La partie se poursuivait sur un rythme pas très emballant, et le Stade, décidément pas très à son aise dans ce premier quart de partie, multipliait les petites maladresses.

Toulouse, jusque là, n'y était pas. Une pénalité totalement manquée par Elissalde venait confirmer cette impression, alors que la demi-heure de jeu était dépassée. Fortassin, de son côté, se montrait plus efficace et donnait pour la première fois l'avantage à son équipe (6-3, 36ème). Cela ne durait pas longtemps, car Elissalde, deux minutes plus tard, égalisait... Le score en restait là et les deux formations quittaient le terrain dos à dos. Incontestablement, les hommes de Novès allaient devoir passer la vitesse supérieure pour éviter toute mauvaise surprise.
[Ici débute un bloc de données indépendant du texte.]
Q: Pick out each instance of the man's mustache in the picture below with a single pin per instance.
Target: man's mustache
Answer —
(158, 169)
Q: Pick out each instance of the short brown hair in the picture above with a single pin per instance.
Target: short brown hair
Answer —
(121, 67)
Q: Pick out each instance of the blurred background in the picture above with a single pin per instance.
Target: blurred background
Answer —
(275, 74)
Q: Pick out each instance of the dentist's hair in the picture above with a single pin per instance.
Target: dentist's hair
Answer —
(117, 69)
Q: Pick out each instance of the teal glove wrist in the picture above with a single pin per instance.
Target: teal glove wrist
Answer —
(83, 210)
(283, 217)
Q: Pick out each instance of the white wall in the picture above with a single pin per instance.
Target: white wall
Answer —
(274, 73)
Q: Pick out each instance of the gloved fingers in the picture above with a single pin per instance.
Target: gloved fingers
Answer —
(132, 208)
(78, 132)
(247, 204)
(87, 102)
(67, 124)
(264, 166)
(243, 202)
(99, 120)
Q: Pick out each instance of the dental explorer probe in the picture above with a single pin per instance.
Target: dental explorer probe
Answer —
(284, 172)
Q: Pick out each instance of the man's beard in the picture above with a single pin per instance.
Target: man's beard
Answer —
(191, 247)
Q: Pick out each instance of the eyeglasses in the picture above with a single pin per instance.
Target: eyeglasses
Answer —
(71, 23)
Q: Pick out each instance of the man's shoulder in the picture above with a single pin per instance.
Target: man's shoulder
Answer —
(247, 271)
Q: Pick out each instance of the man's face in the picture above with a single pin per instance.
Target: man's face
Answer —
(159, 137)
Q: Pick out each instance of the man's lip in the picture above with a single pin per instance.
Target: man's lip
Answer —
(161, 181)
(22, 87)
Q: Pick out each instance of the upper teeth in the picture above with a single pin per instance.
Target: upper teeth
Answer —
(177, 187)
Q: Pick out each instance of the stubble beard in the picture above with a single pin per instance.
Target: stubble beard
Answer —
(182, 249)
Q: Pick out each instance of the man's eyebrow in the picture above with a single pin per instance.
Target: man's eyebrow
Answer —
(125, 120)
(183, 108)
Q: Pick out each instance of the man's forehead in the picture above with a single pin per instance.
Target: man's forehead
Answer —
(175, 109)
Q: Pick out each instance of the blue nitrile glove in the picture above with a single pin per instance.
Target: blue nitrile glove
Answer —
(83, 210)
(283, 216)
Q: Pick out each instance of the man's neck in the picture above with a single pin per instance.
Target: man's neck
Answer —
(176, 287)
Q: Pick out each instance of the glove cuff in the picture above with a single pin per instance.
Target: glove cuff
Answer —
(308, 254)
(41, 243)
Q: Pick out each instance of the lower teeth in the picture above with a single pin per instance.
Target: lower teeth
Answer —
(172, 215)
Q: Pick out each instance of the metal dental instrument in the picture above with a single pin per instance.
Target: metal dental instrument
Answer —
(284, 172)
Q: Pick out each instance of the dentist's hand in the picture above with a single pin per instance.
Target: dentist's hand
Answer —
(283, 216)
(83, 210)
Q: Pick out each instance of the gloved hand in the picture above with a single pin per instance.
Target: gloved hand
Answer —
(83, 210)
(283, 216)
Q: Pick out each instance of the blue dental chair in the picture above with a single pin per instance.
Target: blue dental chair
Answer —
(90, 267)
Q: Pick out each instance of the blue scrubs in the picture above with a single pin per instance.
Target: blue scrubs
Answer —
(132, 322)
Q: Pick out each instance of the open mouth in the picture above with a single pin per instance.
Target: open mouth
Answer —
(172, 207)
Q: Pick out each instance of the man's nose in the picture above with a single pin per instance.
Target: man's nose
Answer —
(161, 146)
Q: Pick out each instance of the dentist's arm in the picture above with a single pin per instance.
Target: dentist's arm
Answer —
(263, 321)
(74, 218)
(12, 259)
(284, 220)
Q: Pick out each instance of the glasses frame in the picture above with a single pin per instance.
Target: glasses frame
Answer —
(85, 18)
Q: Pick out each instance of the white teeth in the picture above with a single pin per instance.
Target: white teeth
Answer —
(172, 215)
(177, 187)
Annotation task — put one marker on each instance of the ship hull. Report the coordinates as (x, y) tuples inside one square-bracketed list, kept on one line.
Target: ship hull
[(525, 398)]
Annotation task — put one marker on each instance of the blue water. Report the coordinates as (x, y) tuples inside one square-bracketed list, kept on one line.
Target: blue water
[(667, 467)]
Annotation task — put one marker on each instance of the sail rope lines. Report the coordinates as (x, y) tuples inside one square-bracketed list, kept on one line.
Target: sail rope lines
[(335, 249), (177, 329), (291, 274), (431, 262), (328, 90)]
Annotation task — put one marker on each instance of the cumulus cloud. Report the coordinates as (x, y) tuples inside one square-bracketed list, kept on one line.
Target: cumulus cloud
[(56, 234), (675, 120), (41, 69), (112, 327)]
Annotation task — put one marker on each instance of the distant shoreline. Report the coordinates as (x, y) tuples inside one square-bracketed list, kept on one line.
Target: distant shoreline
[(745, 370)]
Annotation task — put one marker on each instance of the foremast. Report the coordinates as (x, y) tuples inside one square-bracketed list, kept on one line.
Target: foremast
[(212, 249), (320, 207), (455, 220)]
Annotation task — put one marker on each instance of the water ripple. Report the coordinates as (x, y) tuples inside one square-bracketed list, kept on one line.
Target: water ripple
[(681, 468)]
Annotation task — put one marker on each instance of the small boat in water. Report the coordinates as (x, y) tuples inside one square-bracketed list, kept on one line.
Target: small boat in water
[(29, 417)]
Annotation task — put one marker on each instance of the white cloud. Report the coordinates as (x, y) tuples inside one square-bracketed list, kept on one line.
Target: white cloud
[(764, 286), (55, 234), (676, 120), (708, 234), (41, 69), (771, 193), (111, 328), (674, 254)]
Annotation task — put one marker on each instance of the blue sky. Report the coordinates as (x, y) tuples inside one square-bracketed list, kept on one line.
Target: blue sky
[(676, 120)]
Les Toulousains avaient sans doute entendu parler du pays durant la pause, car leur entame de deuxième acte était tonitruante. Sur une attaque amorcée par une charge de Dusautoir, le jeu se déployait au large et se terminait pas un échange de passes entre Human, Heymans et Swanepoel. Ce dernier, en bout de ligne, jouait de sa puissance pour marquer en force.

Désormais clairement dominateurs, les coéquipiers de Jean Bouilhou (qui écopait d'un carton jaune à la 54ème pour une altercation avec le pilier Lemoine, également sanctionné) repartaient de plus belle et marquaient un nouvel essai... lui aussi annulé pour un en-avant préalable.
Le coup suivant allait être le bon : bien servi par une croisée de Swanepoel, Heymans réalisait un petit slalom dans les 22 montalbanais pour aplatir entre les barres. Elissalde transformait, et le Stade prenait le large (21-6, 57ème).

Maintes fois pénalisés sur des mêlées à cinq mètres, les visiteurs souffraient terriblement en fin de rencontre. Sa écopait d'un carton jaune pour fautes répétées, et les mêlées étaient désormais simulées. La situation tournait au surréaliste : les Toulousains campaient depuis u bon quart d'heure dans les cinq mètres adverses, sans parvenir à trouver la faille. Sous un déluge, Toulouse marquait à l'ultime seconde l'essai du bonus, grâce à Jauzion, au terme d'un contre confus mené par Courrent.